All-genus calculation of Wilson loops using D-branes
Nadav Drukker, Bartomeu Fiol
TL;DR
We introduce a D3-brane with electric flux in $AdS_5\times S^5$ to compute Wilson loops in $\mathcal{N}=4$ SYM, offering an alternative to the fundamental-string description for large $k$. The D3-brane worldvolume takes the form $AdS_2\times S^2$, yielding an on-shell action that reproduces the leading $k\sqrt{\lambda}$ behavior and, via boundary terms, all-genus corrections that align with the Gaussian matrix model predictions. For the circular loop the D3-brane results match the matrix-model calculations exactly in the relevant large-$N$, large-$\lambda$ limit, validating the approach and illuminating the structure of non-planar contributions. The framework extends to 't Hooft loops via S-duality and points to broader applications, including other loop configurations and defect CFT descriptions, with explicit validity bounds on the parameter $\kappa$ to avoid backreaction.
Abstract
The standard prescription for calculating a Wilson loop in the AdS/CFT correspondence is by a string world-sheet ending along the loop at the boundary of AdS. For a multiply wrapped Wilson loop this leads to many coincident strings, which may interact among themselves.

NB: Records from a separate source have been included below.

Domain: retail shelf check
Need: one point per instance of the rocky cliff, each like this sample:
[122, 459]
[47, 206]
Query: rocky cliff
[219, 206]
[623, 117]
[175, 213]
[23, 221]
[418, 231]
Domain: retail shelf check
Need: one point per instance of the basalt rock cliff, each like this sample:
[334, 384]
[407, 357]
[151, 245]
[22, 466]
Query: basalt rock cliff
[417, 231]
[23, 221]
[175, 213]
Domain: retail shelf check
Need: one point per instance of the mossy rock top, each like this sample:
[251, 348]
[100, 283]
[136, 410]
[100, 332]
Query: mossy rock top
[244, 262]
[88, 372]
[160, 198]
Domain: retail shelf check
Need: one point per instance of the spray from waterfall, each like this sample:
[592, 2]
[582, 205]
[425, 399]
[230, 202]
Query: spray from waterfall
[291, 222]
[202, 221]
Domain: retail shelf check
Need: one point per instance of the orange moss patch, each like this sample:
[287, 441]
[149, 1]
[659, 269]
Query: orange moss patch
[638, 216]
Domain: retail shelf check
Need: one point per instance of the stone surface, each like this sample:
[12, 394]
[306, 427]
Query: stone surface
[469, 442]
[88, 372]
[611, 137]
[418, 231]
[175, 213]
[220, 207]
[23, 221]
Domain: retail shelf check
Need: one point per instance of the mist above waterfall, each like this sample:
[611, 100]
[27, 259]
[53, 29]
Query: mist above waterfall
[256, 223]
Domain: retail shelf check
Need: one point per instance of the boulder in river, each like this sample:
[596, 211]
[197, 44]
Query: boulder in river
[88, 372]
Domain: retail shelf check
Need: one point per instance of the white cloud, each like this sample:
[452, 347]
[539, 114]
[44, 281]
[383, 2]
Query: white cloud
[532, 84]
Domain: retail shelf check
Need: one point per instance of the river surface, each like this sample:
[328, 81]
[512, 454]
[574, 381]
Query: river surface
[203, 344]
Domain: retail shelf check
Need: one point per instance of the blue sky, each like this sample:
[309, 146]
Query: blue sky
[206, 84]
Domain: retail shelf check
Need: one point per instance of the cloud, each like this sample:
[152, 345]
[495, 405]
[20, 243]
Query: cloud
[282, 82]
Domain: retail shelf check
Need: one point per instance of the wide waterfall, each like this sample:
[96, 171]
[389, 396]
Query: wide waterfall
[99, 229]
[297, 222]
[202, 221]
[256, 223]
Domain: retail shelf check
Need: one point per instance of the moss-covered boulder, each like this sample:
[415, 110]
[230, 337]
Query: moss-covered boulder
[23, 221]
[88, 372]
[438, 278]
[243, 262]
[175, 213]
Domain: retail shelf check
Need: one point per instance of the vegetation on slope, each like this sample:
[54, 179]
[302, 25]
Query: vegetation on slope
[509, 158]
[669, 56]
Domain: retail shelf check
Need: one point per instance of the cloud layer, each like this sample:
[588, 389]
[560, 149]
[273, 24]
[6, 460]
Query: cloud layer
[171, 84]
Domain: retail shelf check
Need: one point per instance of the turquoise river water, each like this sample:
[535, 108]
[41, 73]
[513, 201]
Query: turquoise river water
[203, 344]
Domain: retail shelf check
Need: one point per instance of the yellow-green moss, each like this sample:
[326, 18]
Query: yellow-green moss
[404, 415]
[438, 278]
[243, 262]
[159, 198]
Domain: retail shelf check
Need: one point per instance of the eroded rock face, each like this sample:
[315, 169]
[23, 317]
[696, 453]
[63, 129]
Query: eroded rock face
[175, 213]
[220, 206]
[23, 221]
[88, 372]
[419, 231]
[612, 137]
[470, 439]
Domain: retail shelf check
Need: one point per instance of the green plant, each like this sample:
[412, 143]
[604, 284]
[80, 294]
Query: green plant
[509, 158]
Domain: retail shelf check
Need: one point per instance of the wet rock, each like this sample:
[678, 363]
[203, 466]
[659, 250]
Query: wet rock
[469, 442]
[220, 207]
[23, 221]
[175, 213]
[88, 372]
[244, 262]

In such cases a better description of the system is in terms of a D3-brane carrying electric flux. We find such solutions for the single straight line and the circular loop. The action agrees with the string calculation at small coupling and in addition captures all the higher genus corrections at leading order in alpha'. The resulting expression is in remarkable agreement with that found from a zero dimensional Gaussian matrix model.